For Wenger (and MLK and Mangano), a dream started from a place that was personal. When her cousin got diagnosed with breast cancer, Wenger saw firsthand the impact that the disease can have on a woman and her family, and wanted to get involved in making the process better for the patient. She quickly learned how difficult diagnosis was. Through research, she found that fine needle aspirates are the least invasive, quickest and cheapest diagnostic procedures that a woman can have. However, because they are wildly inconclusive, many doctors refuse to use them, and only five hospitals in the US employ the procedure. Wenger was ignited to “revive them” and create a tool to aid doctors in diagnosing the patterns. So how did this dreamer become an achiever-doer-leader? Fear or lack of precedent did not dissuade Wenger. Her world of possibilities was expansive, her imagination limitless. She states, “I’ve always felt empowered to pursue [science]. I had a lot of strong female role models. For example, my computer science teacher in high school was a woman. I was really lucky to grow up in that sort of environment.” Her dream was stirred from a personal place, and—inspired by precedent, mentors in the STEM fields and strong women in her life, incited by an unwavering resolve that she could defy expectations—Wenger continued to carry on despite trials and failures.  
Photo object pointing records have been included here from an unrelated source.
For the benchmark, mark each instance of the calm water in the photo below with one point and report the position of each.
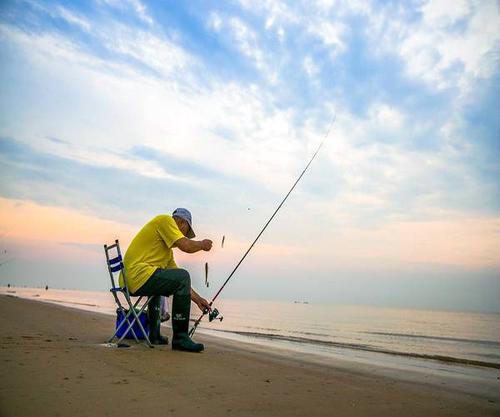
(330, 329)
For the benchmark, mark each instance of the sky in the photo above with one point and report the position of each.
(112, 112)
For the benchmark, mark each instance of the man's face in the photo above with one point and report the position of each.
(183, 225)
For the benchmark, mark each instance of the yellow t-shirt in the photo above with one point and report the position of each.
(150, 249)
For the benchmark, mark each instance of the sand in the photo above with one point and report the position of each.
(54, 363)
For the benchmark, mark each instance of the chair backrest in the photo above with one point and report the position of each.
(114, 262)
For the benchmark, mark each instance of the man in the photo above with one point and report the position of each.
(150, 270)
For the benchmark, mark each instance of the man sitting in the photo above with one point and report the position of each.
(150, 270)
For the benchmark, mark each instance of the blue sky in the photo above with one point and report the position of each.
(114, 111)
So what is a dream? Is it a lofty thought or a snowflake in the sky (here today, gone tomorrow)? Is it a waspy or grand idea that forms in the nexus of your mind? Is it important? Is it even necessary? Yes, dreams are vital. More specifically, dreams that arise from a personal place, dreams that are tied to one’s heart, dreams that hold gravity because the dreamer has personal equity in it are essential. When alive, dreams inform vision which inform perspective. And when alive and inspired to action, dreams have the potential to cloak reality. And when others, the collective, the community, the people around you start to see how things could be and frame in their minds how the world could be different…those very dreams might just explode and become reality.